Things that make you swear when you run (Read 1728 times)

TrailDoc


TrailDoc

    We all have things that happen when we run, but only a select few will really set you off. What's yours? Mine are mountain bikers who come barreling down the trail around blind corners at fun speed, almost run you over, then don't even have the courtesy to say "Sorry"!

    2014 Goals: sub-3:10 Vancouver Marathon, Leadville 50M, UltraTrail du Mont Blanc 100K


    A Saucy Wench

      Unexploded poppers on the sidewalk after the 4th of July. I set off 3 or 4 of them every year running on them and it scares the bejeesus out of me. People who leave dog poo on the sidewalk. This isnt as much a running thing but then knowing that my kids will probably be running down the same dang sidewalk and they wont dodge. Or if I am out with the double jogger, its a lot harder to miss.

      I have become Death, the destroyer of electronic gadgets

       

      "When I got too tired to run anymore I just pretended I wasnt tired and kept running anyway" - dd, age 7

        Cars that don't stop for you at pedestrian crosswalks, even when you're obviously waiting to cross.


        I fly.

          Cars that don't stop for you at pedestrian crosswalks, even when you're obviously waiting to cross.
          +1

          Bring it on.

            Cars that stop and wait for you to cross in front of them even when you're 1/4 of the mile down the street. Thus forcing you to speed the hell up.


            an amazing likeness

              My running ability...

              Choosing my words carefully has never been my strength I've been known to be vague and often pointless


              The shirtless wonder

                Dead batteries in my mp3 player half way through a long run.
                  Wind-blown sleet that feels like a thousand needles poking me in the face repeatedly for 30 minutes.

                  Runners run.


                  Dave

                    Serious headwind.
                    I ran a mile and I liked it, liked it, liked it.

                    dgb2n@yahoo.com
                      Ice.

                      E.J.
                      Greater Lowell Road Runners
                      Cry havoc and let slip the dawgs of war!
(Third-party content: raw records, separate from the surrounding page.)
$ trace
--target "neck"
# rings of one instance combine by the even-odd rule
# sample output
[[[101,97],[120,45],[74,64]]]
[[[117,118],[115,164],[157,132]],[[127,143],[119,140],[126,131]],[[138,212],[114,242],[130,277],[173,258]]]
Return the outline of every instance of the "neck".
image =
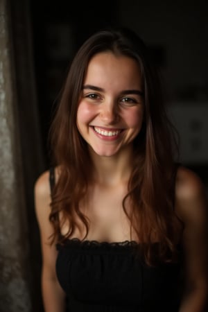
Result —
[[[94,180],[96,183],[116,186],[128,182],[132,172],[131,149],[110,157],[98,155],[94,150],[90,150],[90,155],[94,168]]]

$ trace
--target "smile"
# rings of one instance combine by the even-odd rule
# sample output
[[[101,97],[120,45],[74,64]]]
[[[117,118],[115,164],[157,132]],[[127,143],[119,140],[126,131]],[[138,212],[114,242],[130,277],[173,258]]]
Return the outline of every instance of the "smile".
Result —
[[[115,137],[121,132],[122,130],[114,130],[107,131],[106,129],[102,129],[98,127],[93,127],[96,132],[104,137]]]

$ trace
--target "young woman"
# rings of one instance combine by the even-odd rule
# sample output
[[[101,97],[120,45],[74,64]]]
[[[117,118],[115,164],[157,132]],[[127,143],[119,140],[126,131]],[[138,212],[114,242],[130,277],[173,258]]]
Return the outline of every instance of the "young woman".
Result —
[[[101,31],[69,70],[35,187],[46,312],[202,312],[205,189],[174,162],[148,50]],[[66,310],[67,309],[67,310]]]

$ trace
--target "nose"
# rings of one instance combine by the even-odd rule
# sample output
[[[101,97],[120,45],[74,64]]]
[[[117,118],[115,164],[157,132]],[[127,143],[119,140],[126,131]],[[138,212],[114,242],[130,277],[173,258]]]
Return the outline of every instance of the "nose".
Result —
[[[118,122],[119,114],[116,105],[112,102],[103,103],[100,111],[100,117],[105,124],[113,124]]]

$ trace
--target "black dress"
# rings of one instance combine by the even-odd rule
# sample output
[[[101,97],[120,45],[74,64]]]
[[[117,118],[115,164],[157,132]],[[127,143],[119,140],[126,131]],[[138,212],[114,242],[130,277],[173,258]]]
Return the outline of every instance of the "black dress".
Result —
[[[152,248],[157,245],[153,243]],[[139,256],[139,244],[134,241],[73,239],[57,248],[56,273],[67,294],[67,311],[179,311],[180,261],[148,266]]]

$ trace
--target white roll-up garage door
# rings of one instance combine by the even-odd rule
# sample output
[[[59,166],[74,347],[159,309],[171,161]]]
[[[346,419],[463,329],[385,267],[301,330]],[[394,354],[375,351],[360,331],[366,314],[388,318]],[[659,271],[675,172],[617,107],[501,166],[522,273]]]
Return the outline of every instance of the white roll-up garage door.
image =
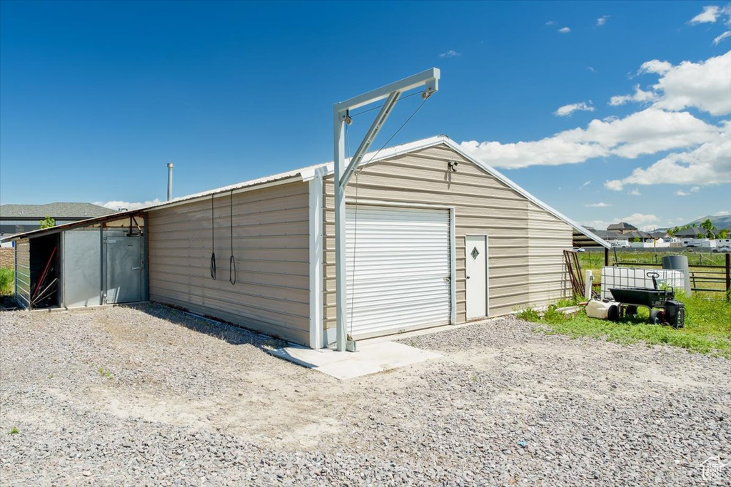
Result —
[[[354,339],[448,324],[448,210],[346,207],[349,332]]]

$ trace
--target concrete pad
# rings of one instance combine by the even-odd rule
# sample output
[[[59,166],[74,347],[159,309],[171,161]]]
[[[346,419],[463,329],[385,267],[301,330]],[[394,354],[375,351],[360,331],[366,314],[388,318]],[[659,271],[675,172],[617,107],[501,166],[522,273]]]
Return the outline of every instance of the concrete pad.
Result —
[[[314,369],[340,380],[376,374],[442,356],[439,353],[395,342],[359,342],[357,352],[337,352],[329,348],[313,350],[296,345],[268,351],[276,357]]]

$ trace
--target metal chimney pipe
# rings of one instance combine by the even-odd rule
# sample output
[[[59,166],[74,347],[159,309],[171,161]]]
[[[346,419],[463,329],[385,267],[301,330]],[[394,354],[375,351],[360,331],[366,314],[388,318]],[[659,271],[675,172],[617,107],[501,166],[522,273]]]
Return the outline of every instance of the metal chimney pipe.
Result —
[[[173,163],[167,163],[167,201],[173,199]]]

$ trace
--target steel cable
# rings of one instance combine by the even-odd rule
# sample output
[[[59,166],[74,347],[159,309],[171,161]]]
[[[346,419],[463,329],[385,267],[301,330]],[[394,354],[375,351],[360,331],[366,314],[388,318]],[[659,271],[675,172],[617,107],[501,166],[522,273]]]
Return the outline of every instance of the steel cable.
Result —
[[[229,282],[236,283],[236,259],[233,256],[233,190],[231,190],[231,257],[229,258]]]
[[[216,280],[216,236],[213,233],[213,195],[211,195],[211,278]]]

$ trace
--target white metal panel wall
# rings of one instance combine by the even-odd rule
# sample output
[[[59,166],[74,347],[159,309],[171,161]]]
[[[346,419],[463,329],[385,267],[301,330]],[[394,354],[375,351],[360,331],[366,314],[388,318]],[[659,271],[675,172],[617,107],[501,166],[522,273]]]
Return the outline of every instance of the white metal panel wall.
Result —
[[[349,332],[365,338],[448,324],[448,210],[346,209]]]

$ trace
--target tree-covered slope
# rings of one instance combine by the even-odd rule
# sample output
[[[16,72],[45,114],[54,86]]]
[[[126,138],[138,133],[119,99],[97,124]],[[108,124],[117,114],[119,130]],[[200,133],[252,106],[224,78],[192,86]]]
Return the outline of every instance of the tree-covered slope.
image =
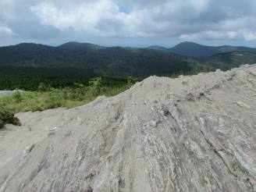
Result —
[[[172,52],[181,55],[193,58],[208,58],[219,53],[231,52],[256,52],[256,48],[242,46],[205,46],[194,42],[182,42],[173,48],[164,48],[161,46],[151,46],[148,48],[163,52]]]

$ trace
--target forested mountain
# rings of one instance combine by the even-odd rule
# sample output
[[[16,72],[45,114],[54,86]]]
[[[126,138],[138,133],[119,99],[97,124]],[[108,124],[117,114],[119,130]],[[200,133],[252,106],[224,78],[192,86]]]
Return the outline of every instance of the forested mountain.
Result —
[[[59,47],[21,44],[0,48],[0,66],[91,69],[103,75],[165,75],[191,69],[183,57],[147,48],[67,43]]]
[[[183,49],[183,47],[186,49]],[[219,47],[221,52],[234,47]],[[236,47],[241,50],[247,48]],[[156,49],[156,48],[155,48]],[[48,75],[54,76],[168,76],[190,71],[229,69],[244,63],[255,63],[256,53],[235,52],[217,54],[208,58],[182,56],[149,48],[103,47],[93,44],[69,42],[52,47],[37,44],[20,44],[0,48],[0,75]],[[214,47],[189,42],[173,50],[204,56],[218,53]],[[251,48],[247,48],[248,51]]]
[[[151,46],[148,48],[164,52],[172,52],[193,58],[207,58],[219,53],[230,52],[256,52],[256,48],[237,46],[205,46],[193,42],[182,42],[173,48],[167,48],[161,46]]]

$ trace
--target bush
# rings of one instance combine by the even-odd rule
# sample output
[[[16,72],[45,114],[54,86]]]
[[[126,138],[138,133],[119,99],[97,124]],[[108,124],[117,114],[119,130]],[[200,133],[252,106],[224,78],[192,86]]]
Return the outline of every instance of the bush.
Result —
[[[13,124],[20,126],[18,118],[14,114],[4,109],[0,109],[0,129],[3,128],[5,124]]]
[[[19,103],[22,101],[22,97],[21,94],[20,93],[19,91],[16,91],[15,93],[13,94],[13,98],[16,101],[16,102]]]

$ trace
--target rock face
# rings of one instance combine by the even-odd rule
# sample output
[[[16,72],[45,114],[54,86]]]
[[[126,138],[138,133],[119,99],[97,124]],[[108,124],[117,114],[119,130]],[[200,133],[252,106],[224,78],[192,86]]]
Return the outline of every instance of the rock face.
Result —
[[[0,167],[0,191],[256,190],[255,65],[151,76],[55,116]]]

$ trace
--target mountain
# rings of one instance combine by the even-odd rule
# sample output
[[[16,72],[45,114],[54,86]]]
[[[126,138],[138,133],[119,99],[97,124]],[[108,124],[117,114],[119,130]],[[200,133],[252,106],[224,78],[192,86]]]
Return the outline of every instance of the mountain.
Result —
[[[155,48],[157,48],[155,47]],[[233,52],[218,53],[214,47],[205,48],[189,42],[180,44],[172,50],[203,58],[188,57],[165,51],[149,48],[103,47],[93,44],[69,42],[52,47],[37,44],[20,44],[0,48],[0,75],[83,74],[92,76],[169,76],[190,71],[229,69],[244,63],[256,63],[256,53]],[[222,46],[226,51],[233,47]],[[245,48],[236,47],[245,50]],[[190,51],[192,50],[192,51]],[[251,48],[247,50],[251,51]],[[173,51],[174,52],[174,51]],[[208,57],[206,57],[208,56]],[[58,72],[59,71],[59,72]]]
[[[183,57],[147,48],[69,42],[59,47],[23,44],[0,48],[0,67],[90,69],[101,75],[167,75],[189,71]]]
[[[66,49],[71,51],[89,51],[89,50],[92,51],[92,50],[102,49],[105,47],[99,46],[94,44],[68,42],[62,45],[59,45],[57,48],[60,49]]]
[[[172,48],[170,48],[169,52],[195,58],[205,58],[219,53],[215,47],[204,46],[200,44],[191,42],[180,43]]]
[[[0,135],[0,190],[254,191],[254,74],[151,76],[81,107],[19,113],[22,126]]]
[[[222,70],[238,67],[241,64],[256,63],[256,53],[245,52],[234,52],[219,53],[206,59],[199,60],[198,62],[204,66],[208,66]]]
[[[192,58],[207,58],[214,55],[230,52],[256,52],[256,48],[236,46],[205,46],[193,42],[182,42],[173,48],[167,48],[161,46],[151,46],[148,48],[164,52],[172,52]]]

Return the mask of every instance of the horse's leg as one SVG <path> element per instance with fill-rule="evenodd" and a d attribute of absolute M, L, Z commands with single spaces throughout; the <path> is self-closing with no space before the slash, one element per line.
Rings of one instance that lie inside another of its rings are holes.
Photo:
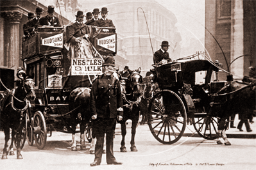
<path fill-rule="evenodd" d="M 218 132 L 217 132 L 217 136 L 218 136 L 217 144 L 223 144 L 223 143 L 221 141 L 221 138 L 222 137 L 223 131 L 225 129 L 225 120 L 226 120 L 225 118 L 221 118 L 219 121 L 219 125 L 218 127 Z"/>
<path fill-rule="evenodd" d="M 18 132 L 17 132 L 16 134 L 16 141 L 17 141 L 17 159 L 22 159 L 22 156 L 21 155 L 21 133 L 22 131 L 22 128 L 20 128 Z"/>
<path fill-rule="evenodd" d="M 15 139 L 15 132 L 14 130 L 12 129 L 12 140 L 11 140 L 11 144 L 10 145 L 9 148 L 9 155 L 14 155 L 14 151 L 13 151 L 13 143 Z"/>
<path fill-rule="evenodd" d="M 2 159 L 7 159 L 7 155 L 9 153 L 8 141 L 10 139 L 10 128 L 9 127 L 4 127 L 4 147 L 3 151 Z"/>
<path fill-rule="evenodd" d="M 231 143 L 228 141 L 228 137 L 226 137 L 226 129 L 224 129 L 222 131 L 222 137 L 223 138 L 223 139 L 225 141 L 225 145 L 231 145 Z"/>
<path fill-rule="evenodd" d="M 71 114 L 71 129 L 72 129 L 72 141 L 71 141 L 71 150 L 77 151 L 76 148 L 76 118 L 77 113 Z"/>
<path fill-rule="evenodd" d="M 85 121 L 82 120 L 80 123 L 80 150 L 86 150 L 85 139 Z"/>
<path fill-rule="evenodd" d="M 126 148 L 125 147 L 125 135 L 126 135 L 126 121 L 122 121 L 121 123 L 121 130 L 122 134 L 122 141 L 121 142 L 121 152 L 127 152 Z"/>
<path fill-rule="evenodd" d="M 96 144 L 96 138 L 94 137 L 94 138 L 92 138 L 92 142 L 90 142 L 90 144 L 89 151 L 90 154 L 94 154 Z"/>
<path fill-rule="evenodd" d="M 138 150 L 136 148 L 135 146 L 135 134 L 136 134 L 136 127 L 137 127 L 137 123 L 138 123 L 137 120 L 132 120 L 132 139 L 131 139 L 131 151 L 137 151 Z"/>

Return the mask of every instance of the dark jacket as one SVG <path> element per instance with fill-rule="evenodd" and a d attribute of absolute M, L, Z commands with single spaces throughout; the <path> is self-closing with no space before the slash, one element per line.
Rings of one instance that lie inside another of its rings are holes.
<path fill-rule="evenodd" d="M 155 65 L 158 64 L 160 61 L 161 61 L 163 59 L 169 59 L 168 52 L 166 52 L 164 53 L 161 49 L 157 50 L 154 54 L 153 61 Z"/>
<path fill-rule="evenodd" d="M 78 37 L 82 38 L 85 35 L 88 35 L 90 36 L 89 29 L 87 26 L 82 24 L 81 26 L 76 22 L 70 26 L 67 27 L 66 29 L 67 42 L 73 43 Z"/>
<path fill-rule="evenodd" d="M 123 108 L 123 99 L 119 81 L 114 76 L 103 74 L 92 84 L 90 93 L 90 109 L 99 118 L 116 118 L 123 116 L 117 109 Z"/>
<path fill-rule="evenodd" d="M 62 25 L 60 23 L 58 17 L 53 17 L 53 19 L 50 20 L 48 15 L 40 19 L 39 24 L 40 26 L 51 26 L 55 27 L 61 27 Z"/>
<path fill-rule="evenodd" d="M 113 22 L 110 19 L 106 19 L 104 20 L 103 19 L 100 19 L 96 21 L 99 27 L 115 27 L 115 26 L 113 24 Z"/>
<path fill-rule="evenodd" d="M 92 19 L 91 20 L 87 21 L 85 24 L 87 26 L 96 26 L 96 27 L 99 26 L 96 20 L 94 19 Z"/>
<path fill-rule="evenodd" d="M 33 20 L 28 22 L 26 24 L 23 25 L 23 31 L 24 35 L 31 35 L 34 33 L 33 29 L 37 29 L 38 26 L 39 24 L 39 20 L 37 20 L 36 17 L 35 17 Z"/>

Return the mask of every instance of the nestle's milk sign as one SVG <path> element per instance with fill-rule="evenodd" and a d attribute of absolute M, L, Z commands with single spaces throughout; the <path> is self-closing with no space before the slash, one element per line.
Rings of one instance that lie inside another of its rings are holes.
<path fill-rule="evenodd" d="M 42 39 L 42 45 L 63 48 L 63 33 Z"/>
<path fill-rule="evenodd" d="M 115 52 L 115 35 L 103 37 L 98 40 L 98 45 Z"/>

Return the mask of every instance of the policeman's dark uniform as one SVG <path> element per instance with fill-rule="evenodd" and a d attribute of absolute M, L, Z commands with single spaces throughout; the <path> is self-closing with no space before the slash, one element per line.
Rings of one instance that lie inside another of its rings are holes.
<path fill-rule="evenodd" d="M 114 64 L 112 57 L 107 57 L 104 65 Z M 103 65 L 103 66 L 104 66 Z M 106 157 L 107 164 L 121 164 L 116 162 L 113 151 L 114 127 L 117 115 L 123 115 L 123 100 L 120 82 L 112 75 L 103 74 L 97 78 L 92 86 L 90 109 L 93 115 L 97 115 L 93 125 L 97 142 L 95 147 L 94 162 L 90 166 L 99 165 L 103 150 L 104 136 L 106 133 Z"/>

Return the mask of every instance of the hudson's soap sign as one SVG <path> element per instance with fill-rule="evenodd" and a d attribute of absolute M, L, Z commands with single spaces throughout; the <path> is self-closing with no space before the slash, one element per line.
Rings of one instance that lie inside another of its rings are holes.
<path fill-rule="evenodd" d="M 103 61 L 100 58 L 72 58 L 71 75 L 102 74 Z"/>

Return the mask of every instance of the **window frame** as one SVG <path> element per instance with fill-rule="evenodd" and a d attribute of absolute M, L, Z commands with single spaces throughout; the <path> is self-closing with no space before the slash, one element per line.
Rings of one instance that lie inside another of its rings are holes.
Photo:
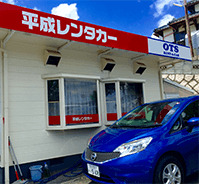
<path fill-rule="evenodd" d="M 122 117 L 120 82 L 141 83 L 142 84 L 142 92 L 143 92 L 143 103 L 145 103 L 145 99 L 146 99 L 146 97 L 145 97 L 145 83 L 146 83 L 146 80 L 129 79 L 129 78 L 112 78 L 112 79 L 101 80 L 102 109 L 104 109 L 102 114 L 103 114 L 103 121 L 105 122 L 105 125 L 107 125 L 107 126 L 112 125 L 115 121 L 107 121 L 105 84 L 115 83 L 117 119 L 119 119 L 119 118 Z"/>
<path fill-rule="evenodd" d="M 82 128 L 92 128 L 102 126 L 101 118 L 101 97 L 100 97 L 100 77 L 98 76 L 89 76 L 89 75 L 75 75 L 75 74 L 52 74 L 52 75 L 43 75 L 42 78 L 45 81 L 45 106 L 46 106 L 46 130 L 71 130 L 71 129 L 82 129 Z M 97 86 L 97 106 L 98 106 L 98 117 L 99 123 L 90 123 L 90 124 L 75 124 L 67 125 L 65 118 L 65 96 L 64 96 L 64 79 L 65 78 L 75 78 L 75 79 L 93 79 L 96 80 Z M 49 80 L 58 80 L 59 81 L 59 107 L 60 107 L 60 125 L 49 125 L 49 111 L 48 111 L 48 82 Z"/>

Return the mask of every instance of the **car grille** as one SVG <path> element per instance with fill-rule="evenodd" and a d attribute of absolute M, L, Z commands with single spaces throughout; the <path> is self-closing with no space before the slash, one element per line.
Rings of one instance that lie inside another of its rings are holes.
<path fill-rule="evenodd" d="M 94 159 L 92 159 L 93 154 L 95 154 Z M 93 152 L 89 148 L 86 149 L 86 159 L 92 162 L 105 162 L 118 158 L 119 156 L 120 152 Z"/>
<path fill-rule="evenodd" d="M 97 180 L 97 181 L 102 181 L 102 182 L 106 182 L 106 183 L 115 183 L 109 176 L 107 176 L 107 175 L 104 175 L 104 174 L 101 174 L 100 173 L 100 178 L 98 178 L 98 177 L 95 177 L 95 176 L 93 176 L 93 175 L 90 175 L 90 174 L 88 174 L 88 171 L 87 171 L 87 169 L 83 169 L 83 172 L 84 172 L 84 174 L 86 174 L 86 175 L 88 175 L 90 178 L 93 178 L 93 179 L 95 179 L 95 180 Z"/>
                      May the road rise to meet you, may the wind be always at your back, may the sun shine warm upon your SPF30, may the rains fall soft upon your sweat-wicking hat, and until you hit the finish line may The Flying Spaghetti Monster hold you in the hollow of His Noodly Appendage.

                        As you happily and excitedly exit your car and make your way through the parking lot toward roads that are *finally* clear of snow and ice, you step in a big puddle (or two) and totally soak your shoes.
                          Having your stomach go bad when you're too far out to turn around and make it back in time.


                          12-week layoff

                            Wind-blown sleet that feels like a thousand needles poking me in the face repeatedly for 30 minutes.
                            The opposite...heat. humidity. hurricanes.


                            Menace to Sobriety

                              Rednecks that shout and throw stuff from their Cam-Birds and pick ups.
                              Janie, today I quit my job. And then I told my boss to go f*** himself, and then I blackmailed him for almost sixty thousand dollars. Pass the asparagus.
                                When I slip and fall.